After 11 days of hospitalization in the intensive care unit (ICU), the patient was referred to psychiatry for episodic agitation, alternating with sedation and a fluctuating level of consciousness. His mental status made it difficult to wean him from ventilatory support. At the time of the psychiatric consultation, he was receiving lorazepam 1 mg IV q 1 hour and hydromorphone 6 mg q 1 hour, with pro re natas (PRNs) of morphine, midazolam, and Inapsine. Laboratory data at the time of consultation included normal Na+, K+, and BUN/Cr, glucose 115 mg/dl, WBC 6.0 K/mm3, Hgb 10.2 g/dl, Hct 30.4%, and platelets 269 K/mm3. On psychiatric examination, he was intubated and somnolent, with nursing staff reports of sleep cycle disruption. A full mental status assessment could not be accomplished. The patient was diagnosed with delirium, multifactorial, with contributing factors, including infection with recurrent fevers, pain medications, anemia, and respiratory compromise. He was started on haloperidol 2.5 mg IV q 8 hours and diazepam 5 mg IV q 6 hours, and lorazepam was discontinued. His agitation was somewhat decreased, and he was able to answer simple questions by mouthing words.

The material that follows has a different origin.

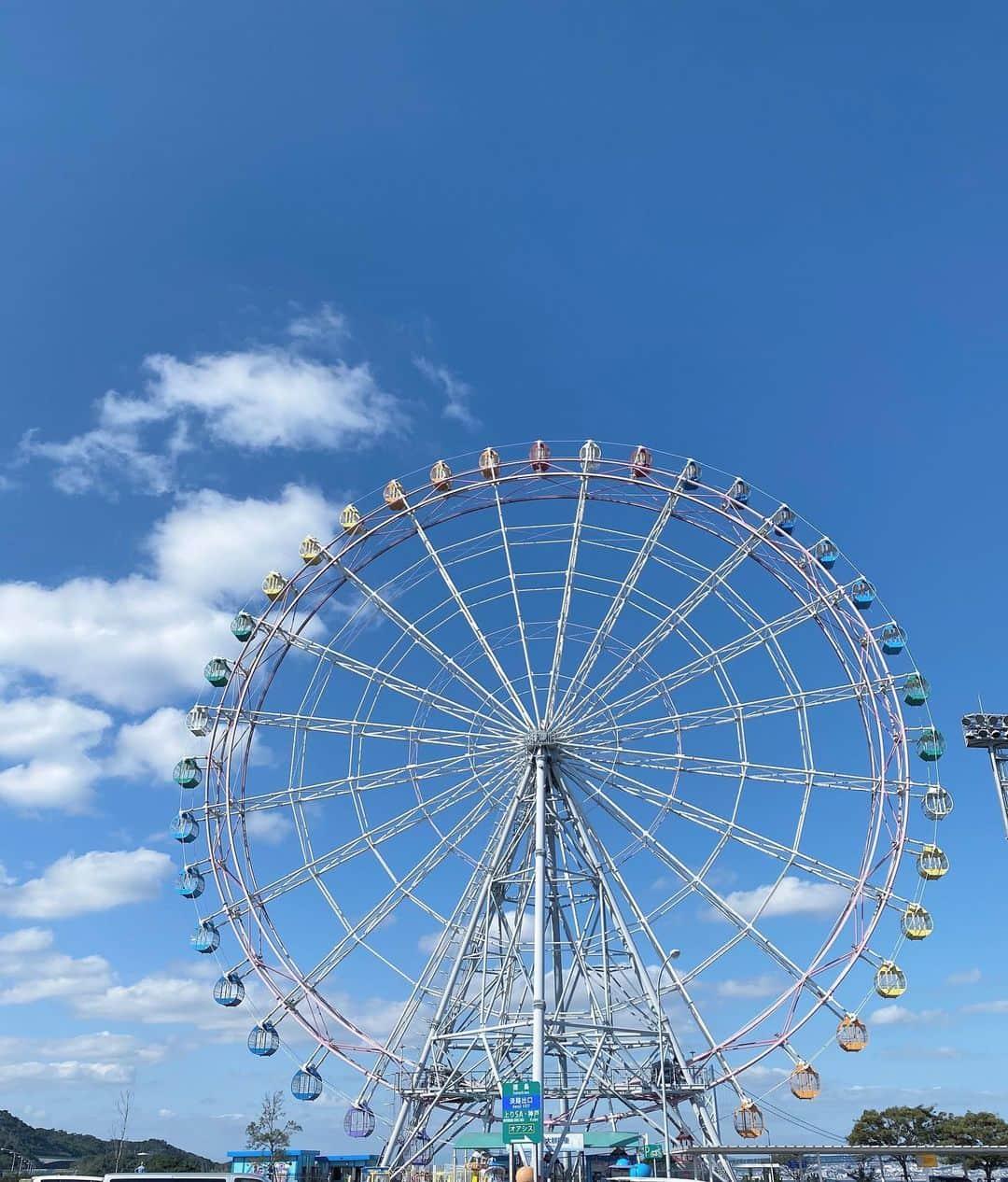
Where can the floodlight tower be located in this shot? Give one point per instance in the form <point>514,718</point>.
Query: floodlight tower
<point>990,732</point>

He was continued on IV antibiotics, and a tracheostomy was performed. However, his intermittent agitation and variable LOC still interfered with ventilator weaning. In addition, he continued to require frequent PRN doses of lorazepam, morphine, and midazolam to control breakthrough agitation. Haloperidol was increased to 5 mg IV q 6 hours. Due to continued agitation despite this multidrug regimen, he was started on a trial of adjunctive liquid valproic acid (Depakene, Abbott Laboratories) 250 mg per nasogastric tube (NGT) q 6 hour on hospital day 29. Diazepam was discontinued. Following the emergence of a prolonged QTc interval, haloperidol was discontinued on hospital day 32. Within 4 days of starting valproic acid, his agitation was much reduced and level of consciousness improved. Despite his continued state of being nonverbal, he was much better able to attend to his environment and respond to examiner questions. Valproic acid was increased to 250 mg tid plus 500 mg qhs, which yielded a serum valproate level of 53 mg/liter. His agitation was under much better control, and he was better able to communicate.

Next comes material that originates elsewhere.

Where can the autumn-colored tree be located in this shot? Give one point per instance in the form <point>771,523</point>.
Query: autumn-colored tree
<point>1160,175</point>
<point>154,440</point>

A 50-year-old white male with a history of morbid obesity, chronic obstructive pulmonary disease, hypoventilation syndrome, sleep apnea, reactive airway disease, congestive heart failure, diabetes mellitus, deep venous thrombosis, and pulmonary embolus with Greenfield filter placement was admitted following further compromised respiratory status. He also had a history of posttraumatic stress disorder (PTSD), substance dependence, and depressive disorder. He was intubated, treated with antibiotics and corticosteroids with initial improvement and was then extubated. He then deteriorated and experienced respiratory arrest, requiring cardiopulmonary resuscitation (CPR) and reintubation. The patient was transferred to the medical center for definitive management. After transfer, he continued to require aggressive ventilatory support. A sputum sample revealed pseudomonas aeruginosa and he received a course of cefepime and ciprofloxacin. He also experienced a gastrointestinal (GI) bleed, which required several transfusions to maintain a hematocrit of 27%.
He was treated with diazepam 20 mg IV q 4 hours, fluphenazine 5 mg per NGT q 6 hours, and paroxetine 40 mg per NGT qd. Despite this regimen, he required frequent doses of PRNs of midazolam and lorazepam to control breakthrough agitation, including pulling out his indwelling lines, and morphine for pain. He was referred to psychiatry for agitation and psychosis. At the time of consultation, laboratory data included normal Na+, K+, and BUN/Cr, glucose 145 mg/dl, WBC 8.1 K/mm3, Hgb 10.1 g/dl, Hct 31.0%, and platelets 659 K/mm3. On psychiatric examination, he had a variable level of consciousness (LOC) (alternately somnolent and agitated), psychotic symptoms (hallucinations), and confusion. He would nod and shake his head in response to questions. He was oriented in three spheres, but displayed perplexed and blunted affect. He was diagnosed with delirium, multifactorial, with infection, pain medications, anemia, and respiratory compromise as likely contributing factors. He was begun on liquid valproic acid (Depakene, Abbott Laboratories), 575 mg per NGT tid; risperidone, 2 mg per NGT q 6 hours; lorazepam, 2 mg per NGT q 6 hours; and sertraline, 50 mg per NGT qd. Fluphenazine, paroxetine, and diazepam were discontinued.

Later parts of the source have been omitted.